I have looked at the patents and googled the inventor. Parts of the patents seem novel in that they are built on what others have previously done. I can only point to my experience with mainframe technologies, for example acf2 and jcl. Program control based on authoritative access to resources was common, as common as logon id/password is today on other systems.

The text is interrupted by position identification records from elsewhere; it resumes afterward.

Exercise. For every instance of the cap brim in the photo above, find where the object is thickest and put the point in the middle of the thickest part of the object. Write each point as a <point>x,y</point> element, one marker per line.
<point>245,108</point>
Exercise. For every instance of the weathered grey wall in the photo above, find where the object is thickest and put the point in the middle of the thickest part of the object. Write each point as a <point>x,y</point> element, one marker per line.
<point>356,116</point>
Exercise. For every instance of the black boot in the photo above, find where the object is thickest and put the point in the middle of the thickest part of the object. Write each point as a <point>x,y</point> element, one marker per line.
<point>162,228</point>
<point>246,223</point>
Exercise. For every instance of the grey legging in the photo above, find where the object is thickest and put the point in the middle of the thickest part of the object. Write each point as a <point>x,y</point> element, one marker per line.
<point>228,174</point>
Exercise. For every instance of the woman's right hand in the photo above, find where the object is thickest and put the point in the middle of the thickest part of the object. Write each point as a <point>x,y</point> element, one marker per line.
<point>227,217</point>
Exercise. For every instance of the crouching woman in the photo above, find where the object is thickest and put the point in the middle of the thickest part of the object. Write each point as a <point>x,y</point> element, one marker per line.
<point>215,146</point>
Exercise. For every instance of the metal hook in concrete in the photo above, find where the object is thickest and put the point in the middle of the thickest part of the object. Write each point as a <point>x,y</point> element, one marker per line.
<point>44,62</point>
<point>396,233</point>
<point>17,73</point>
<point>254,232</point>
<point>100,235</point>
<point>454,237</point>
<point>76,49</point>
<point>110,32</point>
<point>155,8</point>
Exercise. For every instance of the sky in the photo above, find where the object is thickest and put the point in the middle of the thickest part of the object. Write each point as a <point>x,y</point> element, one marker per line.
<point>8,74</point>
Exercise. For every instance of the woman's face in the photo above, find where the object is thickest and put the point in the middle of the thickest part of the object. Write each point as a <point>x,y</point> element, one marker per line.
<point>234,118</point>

The patent assembles many different components commonly used in other facets of computer applications to try and create something unique.
After googling the inventor I discovered he is an expert in the field and has written books and papers on many security subjects. If I were a lawyer I would want to find out all the papers he wrote, all the lectures he gave and who he worked for prior to 1996.
I am very skeptical of people/companies who all of a sudden say after 12 years that someone has infringed on my patent. I think that most new software is novel to some extent.
I find it interesting that Microsoft was named in the lawsuit. I always felt the design of the Microsoft Operating Systems drove the anti-virus industry. Now they have a deep pocket and are a target for lawyers.
The sad thing is that we could have to pay more for software that ideally we should not need.